PsyCLIP was not designed for such purposes. One argument is that since PsyCLIP was trained for perception rather than recognition, it is only capable of predicting an applicant’s perceived personality and hence has little use for candidate screening.

However, as individual researchers, we have little influence over whether a third party will recognise the delicate distinction between personality detection and apparent personality perception, or how third parties would use such technology.

Does this, however, imply that we should never do research on computer modelling of the human psychological traits?
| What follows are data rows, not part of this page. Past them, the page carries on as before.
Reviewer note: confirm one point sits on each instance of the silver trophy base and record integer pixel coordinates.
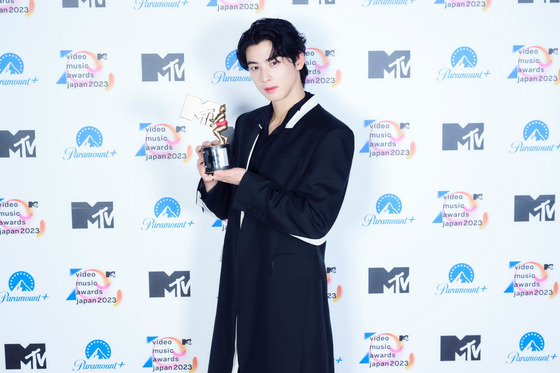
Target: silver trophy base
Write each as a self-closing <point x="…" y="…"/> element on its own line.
<point x="217" y="157"/>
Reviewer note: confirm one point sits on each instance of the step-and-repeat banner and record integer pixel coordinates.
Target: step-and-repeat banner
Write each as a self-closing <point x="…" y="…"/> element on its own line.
<point x="445" y="254"/>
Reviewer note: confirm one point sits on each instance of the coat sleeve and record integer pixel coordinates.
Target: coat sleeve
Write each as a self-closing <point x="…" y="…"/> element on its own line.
<point x="216" y="201"/>
<point x="309" y="210"/>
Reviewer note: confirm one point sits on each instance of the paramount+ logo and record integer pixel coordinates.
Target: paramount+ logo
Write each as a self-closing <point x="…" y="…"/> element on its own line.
<point x="33" y="356"/>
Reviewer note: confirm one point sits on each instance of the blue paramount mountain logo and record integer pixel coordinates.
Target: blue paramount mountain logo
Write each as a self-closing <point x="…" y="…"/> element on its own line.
<point x="535" y="135"/>
<point x="531" y="348"/>
<point x="89" y="141"/>
<point x="463" y="66"/>
<point x="98" y="354"/>
<point x="461" y="278"/>
<point x="388" y="208"/>
<point x="11" y="71"/>
<point x="167" y="213"/>
<point x="21" y="285"/>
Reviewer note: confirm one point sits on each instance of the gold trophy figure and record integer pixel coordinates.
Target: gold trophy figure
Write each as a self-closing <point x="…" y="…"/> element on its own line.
<point x="220" y="124"/>
<point x="216" y="157"/>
Is this to indicate that AIs are meant to be heartless machines forbidden the knowledge of human emotions, personality, or psychology? One may argue that if research into automated personality perception is halted, we will never be able to build a social AI [2].

We call upon the community to come together and come up with ethical frameworks and regulations on the usage of personality computing technologies, especially in sensitive areas such as recruitment, user profiling and surveillance.

We are also concerned about the potential biases in the dataset. Although by theory [29] all sixteen personalities are equal in value and none are preferable to another, the dataset is labelled by humans, who could be typing a person based on their racial or cultural stereotype. We attempted to mitigate this issue by only evaluating data points that received at least ten votes. Additionally, we would make the dataset and model available to the public upon publication, as we believe that increased transparency and openness are critical in identifying and combating such biases.

6 Conclusion

Based on our experiments, we provide new evidence on the correlation between personality and the facial image. With a sample size of 16000, the findings are statistically significant at \(p < 0.01\) and consistently better than the baseline across all four dimensions.

The effectiveness of CLIP in personality perception, along with its zero-shot nature, offers up new possibilities for personality computing applications. It is a complement to conventional supervised models and opens a new direction in study of personality perception phenomenon. With some improvements, computational psychologists now can have a simple model that can be used to predict any perceived personality attributes and use it to better understand the semantic associations between words/phrases and personality types.

One area for future study is to investigate how consensus among personality voting influences PsyCLIP’s performance. There may be a difference between forecast outcomes for persons with a high personality voting consensus and those with a low voting consensus. Another possibility is to broaden the scope of PsyCLIP’s examination beyond MBTI to include additional psychological qualities. Finally, the concept of fine-tuning the PsyCLIP model against a certain personality scale is intriguing and worth exploring.